How BioTech Might Pool the Power of the Human Brain – with Proteo.me CEO Ivo Georgiev

Daniel Faggella

Daniel Faggella is Head of Research at Emerj. Called upon by the United Nations, World Bank, INTERPOL, and leading enterprises, Daniel is a globally sought-after expert on the competitive strategy implications of AI for business and government leaders.

How BioTech Might Pool the Power of the Human Brain  - with Proteo.me CEO Ivo Georgiev

Artificial intelligence has it’s advantages. Systematically, over decades of research and development, AI has come to dominate human intelligence in a number of specific and often limited tasks. Yet, AI – at least thus far – has still lagged human intelligence in certain types of rich pattern recognition. For example, AI programs are still comparatively inept with regards to picking up and handling different kinds of objects, and until recently, AI seemed to struggle vehemently in discerning a “cat” from a “dog” on a screen (see: Kaggle).

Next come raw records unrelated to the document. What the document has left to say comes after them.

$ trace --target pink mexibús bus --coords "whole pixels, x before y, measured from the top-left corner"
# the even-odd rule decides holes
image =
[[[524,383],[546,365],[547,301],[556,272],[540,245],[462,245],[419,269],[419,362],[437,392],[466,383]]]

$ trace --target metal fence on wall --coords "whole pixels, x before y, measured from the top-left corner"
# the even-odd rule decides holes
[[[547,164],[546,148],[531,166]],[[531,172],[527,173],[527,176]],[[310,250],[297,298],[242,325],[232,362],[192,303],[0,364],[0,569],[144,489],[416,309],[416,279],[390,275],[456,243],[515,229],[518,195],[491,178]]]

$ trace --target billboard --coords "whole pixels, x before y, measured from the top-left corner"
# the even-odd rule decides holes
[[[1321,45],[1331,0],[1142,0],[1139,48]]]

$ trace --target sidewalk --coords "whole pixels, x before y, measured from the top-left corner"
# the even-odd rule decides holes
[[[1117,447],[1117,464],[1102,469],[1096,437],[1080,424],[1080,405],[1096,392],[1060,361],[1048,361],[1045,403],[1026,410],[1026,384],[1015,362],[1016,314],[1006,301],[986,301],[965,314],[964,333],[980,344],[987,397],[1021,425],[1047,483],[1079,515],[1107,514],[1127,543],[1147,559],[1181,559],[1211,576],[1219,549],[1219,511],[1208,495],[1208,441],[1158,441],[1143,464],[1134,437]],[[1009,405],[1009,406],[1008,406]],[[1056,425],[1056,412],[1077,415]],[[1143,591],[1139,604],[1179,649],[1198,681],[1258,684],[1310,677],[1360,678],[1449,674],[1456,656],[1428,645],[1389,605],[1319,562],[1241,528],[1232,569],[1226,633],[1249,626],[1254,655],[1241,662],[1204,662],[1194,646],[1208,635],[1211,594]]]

Today, the human brain has the capacity to recognize and make sense of patterns in ways that AI’s cannot, an ability that was famously pooled in “crowd-sourced intelligence” in “Fold.it,” a game created in the University of Washington. The concept is this: Take thousands of human brains, use them to solve complex problems of protein-folding, allowing scientists who work with the game to create better medications with new protein possibilities, and to adjust the algorithms for their present protein-folding software.

Ivo Georgiev, CEO at Proteo.me, is aiming to take gamification in a new direction. He told me “Fold.it is more specifically targeted to learning how proteins of a certain sequence can fold in on themselves – what we’re doing [at Proteo.me] is more about optimizing already known proteins for novel uses.” Ivo’s team aims to keep the folds of known proteins, and tuning them to bind or interact in specific ways (IE: to help create a drug or treat a condition). In addition, Ivo plans to piggy-back on what he calls the “explosion in mobile gaming” (not a bad assessment) by making his game mobile from the get-go.

Ivo sees this “gamification” as a trend that may enter many other aspects of our lives. He first references the fact that multiple human beings can often discover unique and otherwise unknown opportunities for problem-solving in nearly any field (with Fold.it being a prime example). In addition he references the fact that a group of humans – even in disagreement – are often better at discerning a solution than any one particular person (see: The Wisdom of Crowds).

Ivo mentions “the name [gamification] itself is going to go out of vogue, but as more and more project become involved and figure out how to do well in their own fields, this will become the norm rather than the exception.” In a world permeated by “big data,” it doesn’t seem unreasonable to suspect that – so long as we’re still smarter than machines – our own individual insights might not be pooled and collected (potentially in ways that are still entertaining – like “fold.it”).